Because the absolute rotation phase is known to within 10 degrees from34, there is no ambiguity in the absolute rotation phase, and we were able to fit a quadratic polynomial to the measured rotation phase as a function of observation time (Eq. 5).

$$P = W_0 + W_1T + W_2T^2$$
(5)

Since rotation rate is the time derivative of phase, W1 is the rotation rate at T = 0 and 2W2 is the rate of change of the rotation rate. In Fig. 3, we plot this curve using T = 0 at the time of the first ground-based observation on 20 September 1999.

Code availability

This paper was produced using a number of different software packages. In some cases, versions of publicly available software were used with no custom modifications. This includes the software used for photometric reductions and manually inspection of images for dust and satellites (IRAF, http://iraf.noao.edu/ and ds9, http://ds9.si.edu/site/Home.html).

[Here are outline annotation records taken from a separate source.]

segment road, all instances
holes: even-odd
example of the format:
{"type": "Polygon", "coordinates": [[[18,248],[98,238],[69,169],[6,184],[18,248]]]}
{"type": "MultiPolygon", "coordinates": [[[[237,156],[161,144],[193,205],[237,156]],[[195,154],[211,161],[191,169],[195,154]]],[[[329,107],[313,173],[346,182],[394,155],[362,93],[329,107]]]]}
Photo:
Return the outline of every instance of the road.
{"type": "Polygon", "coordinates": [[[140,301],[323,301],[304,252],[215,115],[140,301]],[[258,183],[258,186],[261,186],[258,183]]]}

We modified a version of the Comet Toolbox code (https://bitbucket.org/Once/comet_toolbox) to model potential dust trails from Bennu37. Dust mass and production rate spreadsheets are a straightforward implementation of the equations in38. Versions of the dust trail, dust mass and production rates software and spreadsheets are available upon request to editors and reviewers.

The moving object detection software used by the Catalina Sky Survey is proprietary19. Two other methods were used to inspect images for satellites and other moving objects that involved no custom software and replicated and exceeded the capabilities of the Catalina Sky Survey software. The visual inspection of blinked images method defined the lower size limit of detectable satellites (Supplementary Table 1). The visual methods used the following two publicly available software packages: (IRAF, http://iraf.noao.edu/ and ds9, http://ds9.si.edu/site/Home.html).

The Bennu photometry was fitted with the Lommel-Seeliger, IAU H,G, and both the original29 and the revised H,G12 phase function models30. We used the implementation of the phase function models in the photometry module of the Python package for small-body planetary astronomy (sbpy) that is currently under development (https://github.com/NASA-Planetary-Science/sbpy)46. The non-linear fitting of the revised H,G12 model was performed with the Levenberg-Marquardt algorithm47 as implemented in the fitting module of astropy, which is a community-developed core Python package for astronomy48.